Western ‘policy’, such as it exists, swings between a US focus on the growing military threat posed by China and Germany’s emphasis on mercantilism, even though the lessons are clear. China’s betrayal of Ukraine is extensive.  “90% of Russian troops in Ukraine is only possible due to Sino-Russian relations”. Between 2008 and 2022 Ukraine played a decisive military-technical role in support of the People’s Liberation Army when Russia continued to deny Beijing vital information. It is a salutary warning to the Global South and China’s claim to be “the champion of democratisation of international relations” and the belief China will honour its agreements indefinitely. 

Where next? For all the rhetoric, Sino-Russian relations are not as close as Putin would like and even limited Chinese support has reduced Russia to little more than a vassal state of China. Xi offered no more Chinese weapons for Russia at the summit and nor was the much-touted Siberian pipeline announced.  The aim of Western statecraft must thus be the defence of shared core interests and where possible to drive a wedge between China and Russia.  Crucially, China’s trade with the West is at least 10 times greater than that with Russia.  There are also concerns in Russia about Moscow’s kow-towing to Beijing.  There are also concerns in Beijing about the damage being done by Xi to China’s relations with the global democracies at a time of relative economic weakness. China has not sought to break Western sanctions on Russia.  

China’s geopolitical perspective? The democracies, Europeans in particular, must guard against Merkel-esque naivety in its dealings with China.  Ukraine is discovering that “gratitude is not a very popular concept in geopolitics”.  The Chinese got what they wanted from the Ukrainians and no longer have need of them. It is the message implicit therein that the West should take from Ukraine’s experience and deal with China in terms of transactional reciprocity by focussing on shared interest. Xi is driven by a deep resentment of Western policy towards China for almost two centuries and the ‘unequal treaties’ that were imposed on the Middle Kingdom by the imperial powers.  Xi also believes that China must “break out of the encirclement” imposed by the democratic powers who he sees as the direct descendants of past imperialists.
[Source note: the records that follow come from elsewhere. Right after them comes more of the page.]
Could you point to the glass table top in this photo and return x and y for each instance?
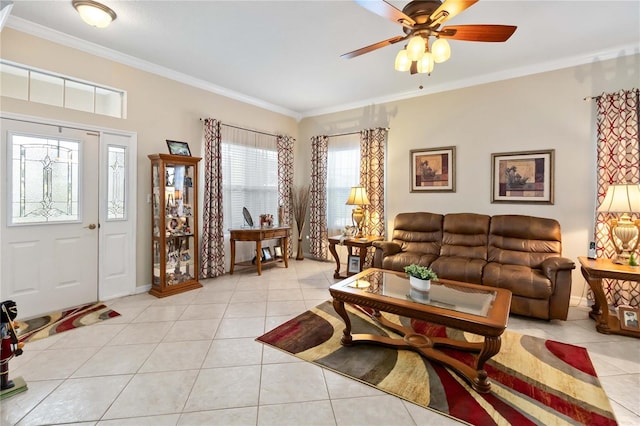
(446, 295)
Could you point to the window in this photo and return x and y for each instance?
(249, 175)
(343, 172)
(27, 83)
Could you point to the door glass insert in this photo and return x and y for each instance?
(44, 180)
(116, 182)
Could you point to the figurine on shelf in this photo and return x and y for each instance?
(10, 345)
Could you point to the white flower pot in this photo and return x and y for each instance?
(418, 284)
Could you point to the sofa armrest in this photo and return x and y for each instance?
(558, 270)
(383, 249)
(553, 265)
(388, 247)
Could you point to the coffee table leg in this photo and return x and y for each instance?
(338, 305)
(490, 348)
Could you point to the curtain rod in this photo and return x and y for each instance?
(248, 130)
(590, 98)
(354, 133)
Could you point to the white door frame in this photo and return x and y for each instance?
(125, 274)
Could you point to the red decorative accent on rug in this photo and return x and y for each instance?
(515, 397)
(58, 322)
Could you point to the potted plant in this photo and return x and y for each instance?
(420, 276)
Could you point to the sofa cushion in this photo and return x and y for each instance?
(418, 232)
(523, 240)
(521, 280)
(397, 262)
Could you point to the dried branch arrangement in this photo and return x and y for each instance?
(300, 202)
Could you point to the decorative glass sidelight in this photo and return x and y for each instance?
(116, 178)
(44, 180)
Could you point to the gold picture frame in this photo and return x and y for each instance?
(433, 169)
(522, 177)
(629, 318)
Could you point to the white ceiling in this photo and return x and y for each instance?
(285, 55)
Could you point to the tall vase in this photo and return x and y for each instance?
(300, 256)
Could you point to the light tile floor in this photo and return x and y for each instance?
(191, 359)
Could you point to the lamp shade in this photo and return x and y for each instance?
(94, 13)
(624, 198)
(402, 61)
(358, 197)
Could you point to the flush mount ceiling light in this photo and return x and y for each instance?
(94, 13)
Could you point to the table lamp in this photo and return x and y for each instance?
(358, 197)
(625, 199)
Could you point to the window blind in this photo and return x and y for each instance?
(249, 175)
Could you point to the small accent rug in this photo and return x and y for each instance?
(57, 322)
(533, 381)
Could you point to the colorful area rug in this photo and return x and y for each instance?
(533, 381)
(57, 322)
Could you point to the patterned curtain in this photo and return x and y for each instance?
(212, 251)
(285, 181)
(372, 148)
(618, 162)
(318, 195)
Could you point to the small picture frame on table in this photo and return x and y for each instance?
(629, 318)
(353, 265)
(178, 148)
(266, 254)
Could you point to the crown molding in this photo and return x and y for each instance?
(55, 36)
(592, 58)
(100, 51)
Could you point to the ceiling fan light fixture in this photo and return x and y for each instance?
(441, 50)
(425, 64)
(416, 48)
(402, 61)
(94, 13)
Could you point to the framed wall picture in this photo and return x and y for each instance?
(522, 177)
(629, 318)
(178, 148)
(353, 265)
(433, 169)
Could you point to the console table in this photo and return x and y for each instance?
(258, 235)
(594, 271)
(362, 244)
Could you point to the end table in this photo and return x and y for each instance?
(362, 244)
(594, 271)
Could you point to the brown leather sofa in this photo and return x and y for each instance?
(520, 253)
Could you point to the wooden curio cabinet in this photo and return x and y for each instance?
(174, 222)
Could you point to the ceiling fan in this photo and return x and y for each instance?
(421, 19)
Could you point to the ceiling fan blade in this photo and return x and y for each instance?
(490, 33)
(373, 47)
(384, 9)
(448, 10)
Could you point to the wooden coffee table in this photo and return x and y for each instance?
(477, 309)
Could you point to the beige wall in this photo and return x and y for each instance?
(158, 109)
(543, 111)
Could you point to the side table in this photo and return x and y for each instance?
(362, 244)
(594, 271)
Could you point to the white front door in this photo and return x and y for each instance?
(50, 204)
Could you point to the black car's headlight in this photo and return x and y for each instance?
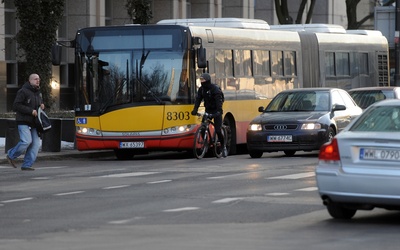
(311, 126)
(254, 127)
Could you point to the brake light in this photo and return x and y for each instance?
(329, 151)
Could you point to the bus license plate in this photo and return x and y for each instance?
(134, 144)
(280, 138)
(379, 154)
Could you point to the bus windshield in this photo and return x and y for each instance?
(134, 68)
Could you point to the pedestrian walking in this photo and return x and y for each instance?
(26, 104)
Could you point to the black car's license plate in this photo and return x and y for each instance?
(279, 138)
(379, 154)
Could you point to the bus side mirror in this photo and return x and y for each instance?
(56, 54)
(201, 57)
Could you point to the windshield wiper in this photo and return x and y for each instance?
(156, 98)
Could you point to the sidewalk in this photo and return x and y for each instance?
(67, 150)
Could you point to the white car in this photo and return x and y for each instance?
(360, 168)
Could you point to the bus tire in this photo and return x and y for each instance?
(256, 154)
(289, 152)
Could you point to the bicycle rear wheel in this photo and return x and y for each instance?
(218, 147)
(200, 145)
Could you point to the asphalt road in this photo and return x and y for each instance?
(170, 201)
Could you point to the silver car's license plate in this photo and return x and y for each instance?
(379, 154)
(135, 144)
(279, 138)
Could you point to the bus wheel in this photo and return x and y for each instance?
(123, 154)
(289, 152)
(255, 154)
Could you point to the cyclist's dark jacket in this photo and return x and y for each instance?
(213, 99)
(28, 98)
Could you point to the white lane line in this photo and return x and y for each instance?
(120, 222)
(7, 167)
(227, 200)
(227, 176)
(181, 209)
(307, 189)
(17, 200)
(157, 182)
(115, 187)
(294, 176)
(41, 178)
(70, 193)
(277, 194)
(127, 174)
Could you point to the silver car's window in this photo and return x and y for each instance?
(300, 101)
(378, 119)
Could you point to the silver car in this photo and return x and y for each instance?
(368, 95)
(360, 168)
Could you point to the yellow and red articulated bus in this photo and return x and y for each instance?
(136, 84)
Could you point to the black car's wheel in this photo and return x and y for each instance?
(337, 211)
(289, 152)
(256, 154)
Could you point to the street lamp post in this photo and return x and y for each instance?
(397, 48)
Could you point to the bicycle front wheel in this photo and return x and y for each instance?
(218, 147)
(200, 145)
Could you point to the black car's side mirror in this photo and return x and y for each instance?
(336, 107)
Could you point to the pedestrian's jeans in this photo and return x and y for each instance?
(29, 142)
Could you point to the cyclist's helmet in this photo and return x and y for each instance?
(205, 79)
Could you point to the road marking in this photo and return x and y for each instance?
(17, 200)
(115, 187)
(277, 194)
(119, 222)
(307, 189)
(157, 182)
(70, 193)
(227, 200)
(181, 209)
(294, 176)
(231, 175)
(128, 174)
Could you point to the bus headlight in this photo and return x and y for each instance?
(88, 131)
(311, 126)
(178, 129)
(255, 127)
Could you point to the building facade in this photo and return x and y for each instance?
(87, 13)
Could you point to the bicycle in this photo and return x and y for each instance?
(206, 137)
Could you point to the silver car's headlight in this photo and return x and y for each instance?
(255, 127)
(311, 126)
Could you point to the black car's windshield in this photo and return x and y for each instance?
(300, 101)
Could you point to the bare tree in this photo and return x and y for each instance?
(351, 11)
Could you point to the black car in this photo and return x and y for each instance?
(300, 120)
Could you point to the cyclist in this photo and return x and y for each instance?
(213, 100)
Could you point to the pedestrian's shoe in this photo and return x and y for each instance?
(224, 152)
(27, 169)
(11, 161)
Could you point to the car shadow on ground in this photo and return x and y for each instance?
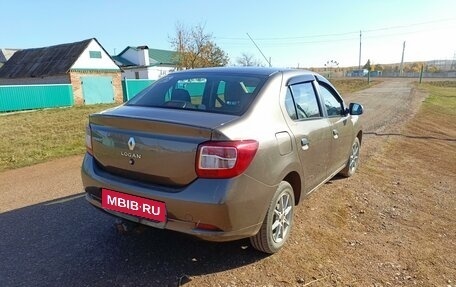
(68, 242)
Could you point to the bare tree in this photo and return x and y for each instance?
(196, 49)
(247, 60)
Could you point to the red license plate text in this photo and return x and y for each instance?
(134, 205)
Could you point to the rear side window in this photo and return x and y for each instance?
(301, 101)
(219, 93)
(332, 102)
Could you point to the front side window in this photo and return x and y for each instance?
(332, 103)
(301, 102)
(219, 93)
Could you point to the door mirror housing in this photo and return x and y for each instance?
(355, 109)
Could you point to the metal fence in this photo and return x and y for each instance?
(29, 97)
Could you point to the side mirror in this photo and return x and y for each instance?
(355, 109)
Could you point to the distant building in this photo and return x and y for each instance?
(357, 73)
(144, 63)
(86, 65)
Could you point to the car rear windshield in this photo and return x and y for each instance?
(217, 93)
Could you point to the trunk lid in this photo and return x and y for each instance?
(151, 144)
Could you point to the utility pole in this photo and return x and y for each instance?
(359, 62)
(267, 61)
(401, 70)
It is Xi’s China’s with which the democracies must deal because the many internal challenges faced by Beijing are normal for a country of 1.3 billion inhabitants and are unlikely to lead to profound political change in the short-term.

The practical consequences of Realpolitik?  Could it be that Russia’s rejection of the new START Treaty is not simply a rejection of all constraining treaties per se but an opportunistic gambit to enable both Russia and China to gain permanent nuclear ascendancy? The paradox of Xi’s message to Putin, and the consequence of the Machtpolitik they both espouse, is that the ‘treaty’ China is imposing on Russia is little different in substance to the ‘unequal treaties’ imposed by nineteenth century imperial powers. That begs a question: for how long will Russians be comfortable with such imposed inferiority?

For the democracies the message should be clear: whatever treaties and agreements China has signed under Xi they are seen by Beijing as primarily instruments to constrain the West thus enabling maximum effect for Chinese coercion as and when Beijing chooses to defect. China and Russia? Echoes resound of the ‘opportunistic’ Molotov-Ribbentrop Non-Aggression Pact of August 1939, not least because of the return to secret diplomacy.  China is not Russia and dialogue with Beijing is essential albeit infused with realism and respect.